The projects consists of building a prediction alogirithm to predict the next word when a user types in a word or multiple words.
This report is the first part and explains the exploratory data analysis of the data provided and the goals for the app and algorithm.
The main objectives of this report are as follows:
The dataset has been downloaded from the Coursera instructions and the file is unzipped to reveal 3 datasets, one for News, the second for Twitter and third for Blogs.
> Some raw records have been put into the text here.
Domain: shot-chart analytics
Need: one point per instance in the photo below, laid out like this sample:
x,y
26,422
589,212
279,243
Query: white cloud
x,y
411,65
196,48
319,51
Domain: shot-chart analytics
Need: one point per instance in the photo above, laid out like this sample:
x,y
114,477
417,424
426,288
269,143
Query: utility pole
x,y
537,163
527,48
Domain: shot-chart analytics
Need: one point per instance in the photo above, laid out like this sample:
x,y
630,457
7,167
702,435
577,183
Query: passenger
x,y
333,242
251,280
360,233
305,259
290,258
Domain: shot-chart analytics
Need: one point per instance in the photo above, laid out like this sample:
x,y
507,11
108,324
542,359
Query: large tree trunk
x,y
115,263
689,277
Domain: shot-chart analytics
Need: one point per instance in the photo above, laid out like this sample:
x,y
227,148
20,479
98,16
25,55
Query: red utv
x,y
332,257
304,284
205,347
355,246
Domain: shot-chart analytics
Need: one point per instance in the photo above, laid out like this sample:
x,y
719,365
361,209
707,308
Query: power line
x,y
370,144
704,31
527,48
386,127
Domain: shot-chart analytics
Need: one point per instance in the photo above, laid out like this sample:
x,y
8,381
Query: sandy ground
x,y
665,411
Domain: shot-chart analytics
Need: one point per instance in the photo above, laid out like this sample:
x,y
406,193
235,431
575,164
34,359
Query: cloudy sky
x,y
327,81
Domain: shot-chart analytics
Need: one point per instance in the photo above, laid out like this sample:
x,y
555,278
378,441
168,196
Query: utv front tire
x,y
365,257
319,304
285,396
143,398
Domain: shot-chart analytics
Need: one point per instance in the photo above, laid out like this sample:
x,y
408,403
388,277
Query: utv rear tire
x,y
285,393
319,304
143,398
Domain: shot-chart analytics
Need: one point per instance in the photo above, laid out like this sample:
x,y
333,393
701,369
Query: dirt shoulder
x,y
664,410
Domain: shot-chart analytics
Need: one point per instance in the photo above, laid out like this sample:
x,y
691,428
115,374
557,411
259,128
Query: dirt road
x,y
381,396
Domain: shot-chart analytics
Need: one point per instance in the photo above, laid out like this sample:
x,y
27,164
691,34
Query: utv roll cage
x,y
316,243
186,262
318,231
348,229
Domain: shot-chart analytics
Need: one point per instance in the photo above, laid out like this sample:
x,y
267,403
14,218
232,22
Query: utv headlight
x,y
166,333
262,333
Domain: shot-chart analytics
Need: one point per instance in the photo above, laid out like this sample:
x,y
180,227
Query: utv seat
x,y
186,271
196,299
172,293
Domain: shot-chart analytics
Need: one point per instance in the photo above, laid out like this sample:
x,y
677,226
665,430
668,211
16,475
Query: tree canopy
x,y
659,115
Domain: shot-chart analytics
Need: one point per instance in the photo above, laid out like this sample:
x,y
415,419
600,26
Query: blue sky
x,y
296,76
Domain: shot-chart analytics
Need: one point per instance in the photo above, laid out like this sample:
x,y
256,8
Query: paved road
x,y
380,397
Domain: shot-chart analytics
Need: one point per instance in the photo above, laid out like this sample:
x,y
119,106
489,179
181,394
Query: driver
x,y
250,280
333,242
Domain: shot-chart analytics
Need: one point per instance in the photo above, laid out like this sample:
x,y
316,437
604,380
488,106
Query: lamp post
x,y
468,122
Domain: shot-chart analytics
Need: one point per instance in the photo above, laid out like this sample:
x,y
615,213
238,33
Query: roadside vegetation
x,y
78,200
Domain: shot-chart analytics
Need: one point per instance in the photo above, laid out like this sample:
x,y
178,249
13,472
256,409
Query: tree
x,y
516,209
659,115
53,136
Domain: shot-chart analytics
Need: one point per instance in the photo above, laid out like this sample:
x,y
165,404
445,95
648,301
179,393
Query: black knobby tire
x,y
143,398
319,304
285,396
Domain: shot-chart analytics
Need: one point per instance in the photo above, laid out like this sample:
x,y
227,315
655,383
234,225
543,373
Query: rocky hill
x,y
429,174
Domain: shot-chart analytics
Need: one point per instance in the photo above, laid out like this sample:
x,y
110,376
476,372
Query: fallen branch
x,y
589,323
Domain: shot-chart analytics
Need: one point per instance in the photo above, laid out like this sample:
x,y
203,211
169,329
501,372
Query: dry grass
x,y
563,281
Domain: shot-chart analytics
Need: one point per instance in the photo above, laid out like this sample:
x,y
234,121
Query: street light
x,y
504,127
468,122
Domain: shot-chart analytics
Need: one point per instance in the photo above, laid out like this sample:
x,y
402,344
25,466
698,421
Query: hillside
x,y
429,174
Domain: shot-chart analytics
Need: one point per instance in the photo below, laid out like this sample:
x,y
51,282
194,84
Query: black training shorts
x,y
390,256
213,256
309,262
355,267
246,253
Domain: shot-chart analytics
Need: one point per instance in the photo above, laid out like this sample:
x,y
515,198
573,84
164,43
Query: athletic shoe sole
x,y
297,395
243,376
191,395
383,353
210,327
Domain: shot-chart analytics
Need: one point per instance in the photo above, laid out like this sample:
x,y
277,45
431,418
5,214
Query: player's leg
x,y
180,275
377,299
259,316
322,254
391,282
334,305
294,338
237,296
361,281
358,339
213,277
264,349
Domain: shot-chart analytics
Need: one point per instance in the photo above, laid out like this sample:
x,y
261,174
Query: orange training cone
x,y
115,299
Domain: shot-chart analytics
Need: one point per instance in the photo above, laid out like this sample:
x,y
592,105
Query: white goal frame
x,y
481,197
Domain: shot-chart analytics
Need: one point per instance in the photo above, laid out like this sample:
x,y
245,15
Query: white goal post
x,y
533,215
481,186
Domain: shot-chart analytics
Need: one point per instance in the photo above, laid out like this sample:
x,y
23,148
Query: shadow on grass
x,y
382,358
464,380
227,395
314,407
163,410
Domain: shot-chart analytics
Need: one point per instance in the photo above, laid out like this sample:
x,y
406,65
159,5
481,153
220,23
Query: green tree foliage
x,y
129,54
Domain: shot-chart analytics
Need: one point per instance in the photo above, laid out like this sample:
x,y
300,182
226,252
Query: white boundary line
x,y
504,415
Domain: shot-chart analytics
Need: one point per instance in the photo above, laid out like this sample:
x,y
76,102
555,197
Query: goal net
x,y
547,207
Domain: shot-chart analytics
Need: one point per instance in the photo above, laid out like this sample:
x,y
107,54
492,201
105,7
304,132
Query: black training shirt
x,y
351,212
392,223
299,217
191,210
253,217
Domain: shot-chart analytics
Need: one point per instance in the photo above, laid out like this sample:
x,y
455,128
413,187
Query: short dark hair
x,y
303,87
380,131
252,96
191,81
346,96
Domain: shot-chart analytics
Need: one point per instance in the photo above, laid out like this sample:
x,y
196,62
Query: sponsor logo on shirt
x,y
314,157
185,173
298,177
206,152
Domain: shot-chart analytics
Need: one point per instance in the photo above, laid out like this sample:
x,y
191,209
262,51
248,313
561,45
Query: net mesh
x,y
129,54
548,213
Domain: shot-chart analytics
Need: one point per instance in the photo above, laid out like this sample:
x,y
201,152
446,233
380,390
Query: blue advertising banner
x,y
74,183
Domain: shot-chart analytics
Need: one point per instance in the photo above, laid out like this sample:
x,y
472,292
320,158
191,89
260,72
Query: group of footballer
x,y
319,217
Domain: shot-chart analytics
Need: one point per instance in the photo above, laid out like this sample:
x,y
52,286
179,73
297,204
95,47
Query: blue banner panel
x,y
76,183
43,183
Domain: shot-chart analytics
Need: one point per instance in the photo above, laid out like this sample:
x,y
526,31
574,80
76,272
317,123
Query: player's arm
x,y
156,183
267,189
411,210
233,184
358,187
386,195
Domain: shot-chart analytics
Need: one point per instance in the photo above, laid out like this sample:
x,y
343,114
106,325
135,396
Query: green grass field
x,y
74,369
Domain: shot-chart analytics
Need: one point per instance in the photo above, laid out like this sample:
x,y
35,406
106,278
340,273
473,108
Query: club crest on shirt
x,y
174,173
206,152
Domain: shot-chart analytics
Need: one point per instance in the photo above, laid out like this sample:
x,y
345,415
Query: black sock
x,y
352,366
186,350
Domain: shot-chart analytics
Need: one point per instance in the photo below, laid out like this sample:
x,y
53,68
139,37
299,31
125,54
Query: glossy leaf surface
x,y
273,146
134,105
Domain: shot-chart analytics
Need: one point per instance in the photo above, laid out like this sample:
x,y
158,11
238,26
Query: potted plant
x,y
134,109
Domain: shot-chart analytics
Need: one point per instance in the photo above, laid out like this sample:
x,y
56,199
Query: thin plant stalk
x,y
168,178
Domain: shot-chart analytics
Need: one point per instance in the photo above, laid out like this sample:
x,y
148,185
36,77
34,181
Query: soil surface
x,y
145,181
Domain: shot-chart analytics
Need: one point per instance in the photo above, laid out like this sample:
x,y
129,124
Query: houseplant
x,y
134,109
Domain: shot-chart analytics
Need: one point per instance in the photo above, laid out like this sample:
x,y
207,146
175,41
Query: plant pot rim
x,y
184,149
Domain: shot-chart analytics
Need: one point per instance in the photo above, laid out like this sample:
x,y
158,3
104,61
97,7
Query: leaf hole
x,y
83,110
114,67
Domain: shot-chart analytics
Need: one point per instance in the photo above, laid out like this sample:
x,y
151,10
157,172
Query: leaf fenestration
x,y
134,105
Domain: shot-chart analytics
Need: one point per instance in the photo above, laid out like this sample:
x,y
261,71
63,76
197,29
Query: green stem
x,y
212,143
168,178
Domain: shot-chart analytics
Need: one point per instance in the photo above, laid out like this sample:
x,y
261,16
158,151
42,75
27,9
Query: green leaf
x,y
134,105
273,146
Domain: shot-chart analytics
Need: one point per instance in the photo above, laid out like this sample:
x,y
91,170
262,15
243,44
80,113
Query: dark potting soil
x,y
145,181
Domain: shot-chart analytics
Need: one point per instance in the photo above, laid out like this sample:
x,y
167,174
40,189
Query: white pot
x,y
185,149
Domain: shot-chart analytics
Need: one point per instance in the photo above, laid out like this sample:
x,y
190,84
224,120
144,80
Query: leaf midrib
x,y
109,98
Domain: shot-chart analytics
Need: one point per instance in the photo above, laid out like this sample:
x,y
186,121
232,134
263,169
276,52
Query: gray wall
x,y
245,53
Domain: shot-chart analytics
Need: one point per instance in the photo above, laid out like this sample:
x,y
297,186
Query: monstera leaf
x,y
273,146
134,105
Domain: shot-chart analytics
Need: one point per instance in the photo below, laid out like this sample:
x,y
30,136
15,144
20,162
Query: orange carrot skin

This data is loaded into R as below and a random sample of 15000 lines are selected from each dataset.
library(tm)
library(NLP)
#Load the Twitter dataset, and take a sample of 15000 lines
twitter <- readLines('en_US.twitter.txt', skipNul = TRUE)
twitterSample <- sample(twitter[-1], 15000, replace = FALSE)
#Load the News dataset and take sample of 15000 lines
news <- readLines('en_US.news.txt', skipNul = TRUE)
newsSample <- sample(news[-1], 15000, replace = FALSE)
# Load the Blogs dataset and take sample of 15000 lines
blogs <- readLines('en_US.blogs.txt', skipNul = TRUE)
blogsSample <- sample(blogs[-1], 15000, replace = FALSE)
#Append all samples into one file
fullText <- append(append(twitterSample, newsSample), blogsSample)
#Cleanup the text
#Create corpus
textCorpus <- VCorpus(VectorSource(fullText))
#Convert all characters to lowercase
textCorpus <- tm_map(textCorpus, content_transformer(tolower))
#Remove puctuation
textCorpus <- tm_map(textCorpus, removePunctuation)
#Remove numbers
textCorpus <- tm_map(textCorpus, removeNumbers)
#Remove white space
textCorpus <- tm_map(textCorpus, stripWhitespace)
Calculate some statistics of the text files
library(stringi)
# Number of words
stri_stats_latex(blogs)
## CharsWord CharsCmdEnvir CharsWhite Words Cmds
## 163325412 9 43302825 37865888 3
## Envirs
## 0
stri_stats_latex(twitter)
## CharsWord CharsCmdEnvir CharsWhite Words Cmds
## 125769474 3033 36047952 30578933 963
## Envirs
## 0
stri_stats_latex(news)
## CharsWord CharsCmdEnvir CharsWhite Words Cmds
## 12502954 0 3114374 2665742 0
## Envirs
## 0
#Number of characters in longest line
df <- as.data.frame(blogs)
df$chars <- nchar(as.character(df$blogs))
max(df$chars)
## [1] 40835
df <- as.data.frame(news)
df$chars <- nchar(as.character(df$news))
max(df$chars)
## [1] 5760
df <- as.data.frame(twitter)
df$chars <- nchar(as.character(df$twitter))
max(df$chars)
## [1] 213
library(tidytext)
library(dplyr)
#Convert the sample text into a dataframe
fullTextDf <- as.data.frame(fullText)
names(fullTextDf) <- "text"
#Toeknize into words
wordsDf <- unnest_tokens(fullTextDf, words, text, token='ngrams', n=1)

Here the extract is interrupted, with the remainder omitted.